In this collection of poems, Inge Israel works through Samuel Beckett's letters, his biographies and his actual plays and novels to probe the imagination that created his artistic works. Arguably the pre-eminent avant-garde and most influential writer of the 20th century and a legend in his own time, Beckett presents many glaring paradoxes.
Beckett was born in a country ruled by the Catholic Church yet raised by a strict and devoutly Protestant mother. He loved the King James Bible and knew long passages of it by heart but did not believe in it. He loved his mother but fought to free himself of her influence. He loved Ireland but left to live in France. He loved the classics yet despaired of language being able to express anything meaningful.

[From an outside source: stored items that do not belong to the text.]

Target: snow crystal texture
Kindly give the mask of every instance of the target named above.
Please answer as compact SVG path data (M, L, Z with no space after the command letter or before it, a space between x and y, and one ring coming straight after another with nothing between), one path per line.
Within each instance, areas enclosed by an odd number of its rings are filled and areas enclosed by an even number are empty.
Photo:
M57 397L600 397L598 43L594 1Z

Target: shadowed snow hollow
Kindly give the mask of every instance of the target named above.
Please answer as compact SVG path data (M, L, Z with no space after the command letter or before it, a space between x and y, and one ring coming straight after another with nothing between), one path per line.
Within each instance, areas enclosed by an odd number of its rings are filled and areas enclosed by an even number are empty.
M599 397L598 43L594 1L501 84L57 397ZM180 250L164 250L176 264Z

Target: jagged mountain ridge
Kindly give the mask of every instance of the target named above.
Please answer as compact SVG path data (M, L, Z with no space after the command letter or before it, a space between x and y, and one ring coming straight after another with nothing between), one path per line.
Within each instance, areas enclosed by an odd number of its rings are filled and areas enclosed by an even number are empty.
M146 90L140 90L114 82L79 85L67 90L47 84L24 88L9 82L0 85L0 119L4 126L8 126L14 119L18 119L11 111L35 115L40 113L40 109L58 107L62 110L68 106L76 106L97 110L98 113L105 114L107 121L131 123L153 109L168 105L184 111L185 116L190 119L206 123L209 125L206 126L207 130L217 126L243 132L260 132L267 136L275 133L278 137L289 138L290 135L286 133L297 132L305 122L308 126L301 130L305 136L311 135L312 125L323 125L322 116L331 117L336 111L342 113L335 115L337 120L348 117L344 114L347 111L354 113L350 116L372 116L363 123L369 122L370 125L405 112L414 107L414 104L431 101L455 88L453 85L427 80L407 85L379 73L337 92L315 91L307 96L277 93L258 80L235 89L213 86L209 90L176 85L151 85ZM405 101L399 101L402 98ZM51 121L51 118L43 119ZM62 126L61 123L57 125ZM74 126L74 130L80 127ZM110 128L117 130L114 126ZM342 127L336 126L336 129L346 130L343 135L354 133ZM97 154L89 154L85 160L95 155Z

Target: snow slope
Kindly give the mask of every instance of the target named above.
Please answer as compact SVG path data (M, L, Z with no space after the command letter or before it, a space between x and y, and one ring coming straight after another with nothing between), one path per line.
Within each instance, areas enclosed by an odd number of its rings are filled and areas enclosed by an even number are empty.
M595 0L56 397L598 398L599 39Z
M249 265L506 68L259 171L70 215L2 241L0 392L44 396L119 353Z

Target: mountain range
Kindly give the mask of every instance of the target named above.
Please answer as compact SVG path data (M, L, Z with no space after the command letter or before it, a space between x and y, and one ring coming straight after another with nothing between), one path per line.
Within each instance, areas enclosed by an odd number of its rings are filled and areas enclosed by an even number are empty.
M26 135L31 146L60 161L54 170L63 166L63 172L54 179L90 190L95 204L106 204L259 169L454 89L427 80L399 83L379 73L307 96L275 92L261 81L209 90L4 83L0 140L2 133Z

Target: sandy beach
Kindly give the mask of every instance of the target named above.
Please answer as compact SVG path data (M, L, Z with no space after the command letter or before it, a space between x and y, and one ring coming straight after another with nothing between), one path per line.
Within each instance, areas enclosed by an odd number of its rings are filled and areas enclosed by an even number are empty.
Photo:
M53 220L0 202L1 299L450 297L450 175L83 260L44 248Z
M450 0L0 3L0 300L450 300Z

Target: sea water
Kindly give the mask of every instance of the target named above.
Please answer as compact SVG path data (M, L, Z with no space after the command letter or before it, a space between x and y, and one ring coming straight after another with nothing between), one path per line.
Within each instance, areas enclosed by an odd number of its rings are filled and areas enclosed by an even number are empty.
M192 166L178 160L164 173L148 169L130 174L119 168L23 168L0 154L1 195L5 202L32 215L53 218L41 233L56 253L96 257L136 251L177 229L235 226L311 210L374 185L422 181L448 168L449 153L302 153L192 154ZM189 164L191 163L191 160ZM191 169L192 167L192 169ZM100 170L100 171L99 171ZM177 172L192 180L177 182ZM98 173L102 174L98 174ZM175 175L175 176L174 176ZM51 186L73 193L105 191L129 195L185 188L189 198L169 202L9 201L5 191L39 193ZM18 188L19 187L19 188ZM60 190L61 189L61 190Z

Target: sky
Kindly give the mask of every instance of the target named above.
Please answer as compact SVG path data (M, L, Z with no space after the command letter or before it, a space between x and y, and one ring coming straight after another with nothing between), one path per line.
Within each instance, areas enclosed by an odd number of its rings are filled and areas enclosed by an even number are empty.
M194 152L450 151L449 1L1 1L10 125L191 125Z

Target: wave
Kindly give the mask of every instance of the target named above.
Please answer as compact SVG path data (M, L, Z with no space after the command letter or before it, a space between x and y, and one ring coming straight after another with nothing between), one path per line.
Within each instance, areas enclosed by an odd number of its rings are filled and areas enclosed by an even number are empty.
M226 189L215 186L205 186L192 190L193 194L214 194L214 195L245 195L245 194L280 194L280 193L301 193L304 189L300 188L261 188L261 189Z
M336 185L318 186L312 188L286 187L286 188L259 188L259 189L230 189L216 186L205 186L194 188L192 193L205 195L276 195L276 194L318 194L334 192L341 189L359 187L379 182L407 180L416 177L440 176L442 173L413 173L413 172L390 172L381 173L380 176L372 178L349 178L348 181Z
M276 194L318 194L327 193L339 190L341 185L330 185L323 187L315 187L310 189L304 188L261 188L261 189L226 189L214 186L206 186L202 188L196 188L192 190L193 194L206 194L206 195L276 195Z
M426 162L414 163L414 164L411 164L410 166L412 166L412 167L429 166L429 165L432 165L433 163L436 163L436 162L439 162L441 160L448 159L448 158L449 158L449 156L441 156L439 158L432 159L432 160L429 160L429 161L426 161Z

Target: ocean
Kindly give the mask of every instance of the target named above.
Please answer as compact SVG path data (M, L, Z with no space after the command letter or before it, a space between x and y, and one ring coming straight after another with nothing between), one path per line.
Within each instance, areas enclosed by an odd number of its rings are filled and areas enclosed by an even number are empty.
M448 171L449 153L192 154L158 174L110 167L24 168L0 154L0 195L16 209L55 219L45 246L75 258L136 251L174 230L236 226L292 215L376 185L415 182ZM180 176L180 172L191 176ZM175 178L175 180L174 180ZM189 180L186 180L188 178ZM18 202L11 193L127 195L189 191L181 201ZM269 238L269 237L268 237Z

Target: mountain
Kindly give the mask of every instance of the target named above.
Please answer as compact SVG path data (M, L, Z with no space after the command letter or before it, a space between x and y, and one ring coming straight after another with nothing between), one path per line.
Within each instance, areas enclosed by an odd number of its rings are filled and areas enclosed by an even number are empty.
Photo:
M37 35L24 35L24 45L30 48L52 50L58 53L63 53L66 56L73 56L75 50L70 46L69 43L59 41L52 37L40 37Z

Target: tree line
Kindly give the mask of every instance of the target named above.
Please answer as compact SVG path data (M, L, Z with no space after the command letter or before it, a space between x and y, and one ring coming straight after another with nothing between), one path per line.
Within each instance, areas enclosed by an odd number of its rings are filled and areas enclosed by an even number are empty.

He dearly loved to be in the company of close friends yet even in their midst remained a solitary man, almost misanthropic. His outlook was gloomy, but he also had a streak of humour. Israel's poems open a new and remarkable window on this writer of many contradictions.
About the author
Born in Frankfurt of Russo-Polish parents, Inge Israel spent her childhood and adolescence mostly in Paris and Dublin. In Canada since 1958, she makes her permanent home in Edmonton, while continuing to travel widely and spending extended periods of time in Dublin, Paris, Cambridge and other places. Fluent in four languages Israel has written extensively for radio; her work has been broadcast by the BBC and CBC French and English Networks. A six-months’ stay in Japan inspired Raking Zen Furrows (Ronsdale, 1991), her fourth book of poetry and her first in English. Also published by Ronsdale Press are Unmarked Doors (1992) and Rifts in the Visible, her seventh book.